Había mantenido a su presa sobre él en previsión de una ráfaga de disparos. Sabía que el Señor le había concedido el preciado don de la inmortalidad, pero la última vez que le dispararon necesitó un tiempo para recuperarse, aunque cuánto exactamente, no lo sabía. Sin embargo, quizá movido por el incesante soniquete del corazón de Romero, consideraba que era hora de abandonar su agujero. Adelantarse a sus presas para darles caza; al menos, mientras aún estaban desorientados y desorganizados, llamándose unos a otros en las habitaciones y pasillos de aquel lugar deleznable, con las voces contagiadas de un miedo más que evidente.

Entonces liberó a Romero y se incorporó, delgado y esperpéntico. El labio superior era apenas un pellejo reseco que recubría los dientes, y sus ojos enloquecidos eran dos puntos blancos en mitad de las penumbras.

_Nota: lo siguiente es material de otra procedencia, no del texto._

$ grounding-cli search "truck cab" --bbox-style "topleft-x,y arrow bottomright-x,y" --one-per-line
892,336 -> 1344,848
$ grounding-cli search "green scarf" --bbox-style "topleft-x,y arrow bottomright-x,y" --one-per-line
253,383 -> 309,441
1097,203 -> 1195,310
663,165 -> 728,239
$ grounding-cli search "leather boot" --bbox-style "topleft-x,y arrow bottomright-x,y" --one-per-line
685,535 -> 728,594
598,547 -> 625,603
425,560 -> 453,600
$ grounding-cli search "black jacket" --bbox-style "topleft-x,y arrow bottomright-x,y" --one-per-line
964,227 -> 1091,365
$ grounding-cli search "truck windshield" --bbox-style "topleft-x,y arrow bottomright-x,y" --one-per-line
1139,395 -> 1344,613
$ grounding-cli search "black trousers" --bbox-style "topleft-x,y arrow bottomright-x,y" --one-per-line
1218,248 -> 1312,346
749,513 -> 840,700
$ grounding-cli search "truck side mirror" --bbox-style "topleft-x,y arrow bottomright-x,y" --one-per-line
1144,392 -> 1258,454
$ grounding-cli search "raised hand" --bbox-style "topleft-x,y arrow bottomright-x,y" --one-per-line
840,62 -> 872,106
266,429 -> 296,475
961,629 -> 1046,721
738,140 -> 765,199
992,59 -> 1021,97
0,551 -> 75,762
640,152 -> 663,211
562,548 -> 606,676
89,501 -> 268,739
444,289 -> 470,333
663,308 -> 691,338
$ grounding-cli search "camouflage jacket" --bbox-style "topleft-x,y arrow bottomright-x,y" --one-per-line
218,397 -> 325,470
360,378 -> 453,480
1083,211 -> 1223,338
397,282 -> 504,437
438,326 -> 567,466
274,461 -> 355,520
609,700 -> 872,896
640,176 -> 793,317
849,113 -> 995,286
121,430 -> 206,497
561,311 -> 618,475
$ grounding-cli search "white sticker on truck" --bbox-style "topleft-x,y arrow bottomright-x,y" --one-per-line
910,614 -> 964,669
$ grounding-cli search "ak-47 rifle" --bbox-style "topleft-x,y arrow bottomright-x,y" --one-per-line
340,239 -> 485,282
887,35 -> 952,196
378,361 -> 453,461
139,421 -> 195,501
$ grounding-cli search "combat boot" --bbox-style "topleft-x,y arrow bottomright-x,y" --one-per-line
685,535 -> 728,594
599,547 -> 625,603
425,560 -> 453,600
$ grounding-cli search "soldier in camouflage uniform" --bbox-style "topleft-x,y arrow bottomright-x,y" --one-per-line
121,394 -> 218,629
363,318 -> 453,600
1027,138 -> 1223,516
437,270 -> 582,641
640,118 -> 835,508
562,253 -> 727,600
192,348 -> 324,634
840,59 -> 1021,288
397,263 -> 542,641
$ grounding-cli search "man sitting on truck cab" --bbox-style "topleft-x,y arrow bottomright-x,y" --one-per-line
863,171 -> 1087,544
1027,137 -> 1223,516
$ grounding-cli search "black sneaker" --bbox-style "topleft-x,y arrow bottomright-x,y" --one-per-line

—¡AQUÍ! —llamó alguien a lo lejos.

Romero gimió, resoplando, con el brazo colgando a un lado. Isidro, dedicándole apenas una breve mirada, puso el pie en su cuello y empezó a apretar. Romero hizo un intento por toser, escupiendo una lluvia de saliva. Agarró el zapato inmundo con la mano sana e hizo un último esfuerzo por apartarlo, pero descubrió que era inútil. La traquea crujió, mientras el sacerdote seguía atento al único acceso a la habitación. El aire empezó a ser insuficiente, y el rostro de Romero empezó a adquirir un tono amoratado.

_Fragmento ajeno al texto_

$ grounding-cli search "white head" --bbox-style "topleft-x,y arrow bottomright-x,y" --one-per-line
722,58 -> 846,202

Después, con un gesto de desdén, el padre Isidro levantó el pie y lo dejó caer con toda la fuerza de la que fue capaz. El cuello se quebró como una rama seca. Romero se sacudió por última vez, y sus extremidades saltaron por el aire y golpearon el suelo al unísono, en un estertor final. Entonces el sacerdote se lanzó fuera, moviéndose de una forma tan silenciosa como innatural.

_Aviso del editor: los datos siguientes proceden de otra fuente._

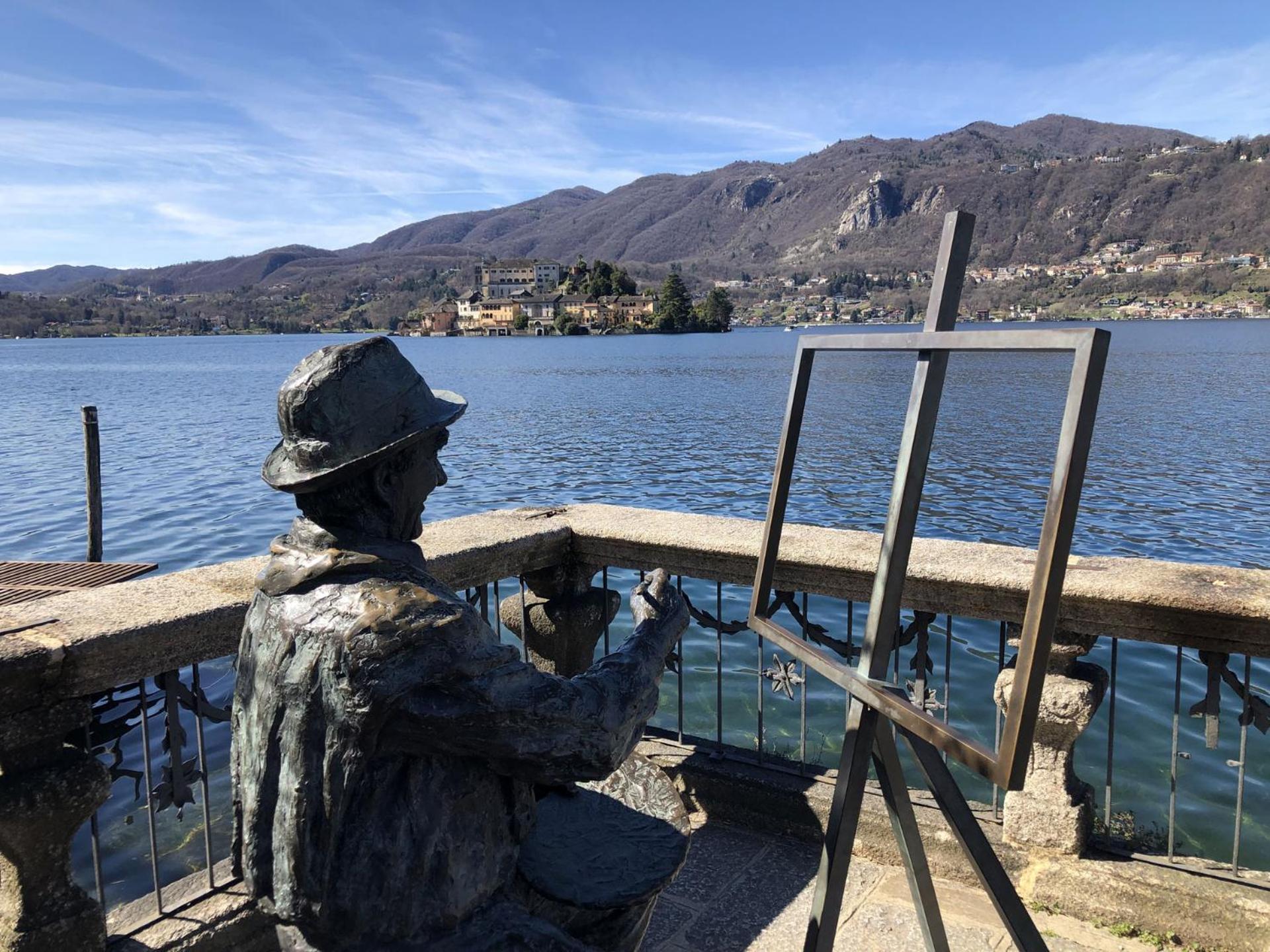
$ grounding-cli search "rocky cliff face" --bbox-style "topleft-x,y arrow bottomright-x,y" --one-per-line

Uno a uno, los seis soldados fueron cayendo bajo el ansia frenética y violenta del Ángel Exterminador. Cuando acabó con los dos primeros se le terminaron las balas definitivamente, pero se limitó a dejar caer el arma al suelo y continuar. Inexorable, terrible y despiadado, se movió como un depredador brutal y salvaje, aprovechando las sombras y escuchando, anticipándose a los movimientos de los soldados. Aquellos hombres, algunos con muchos años de experiencia a la espalda, habían salido victoriosos en más de una docena de escaramuzas contra los muertos vivientes; eran fuertes y valientes, y muchos estaban entrenados en técnicas de cuerpo a cuerpo. Sin embargo, no tuvieron ninguna oportunidad contra Isidro. El monstruoso sacerdote era cruel, era rápido y se movía con la convicción de que hacía lo que hacía porque Dios le había señalado, y eso le imprimía una determinación sobrenatural. Los hombres que una vez estuvieron a las órdenes de Romero estaban destruidos psicológicamente. Aquella misma mañana se contaban por cientos, y ahora eran apenas unos pocos, desarmados y asustados. Cuando la sombra oscura que era Isidro se abalanzaba sobre ellos emboscándolos en los rincones o desde detrás de algún mueble, la contienda se resolvía enseguida. Isidro mordía, empujaba, desgarraba, y en medio de aquella barbarie en el marco incomparable de una Alhambra que una vez inspiró a tantos artistas, poetas y escritores, la base Orestes quedó definitivamente aniquilada.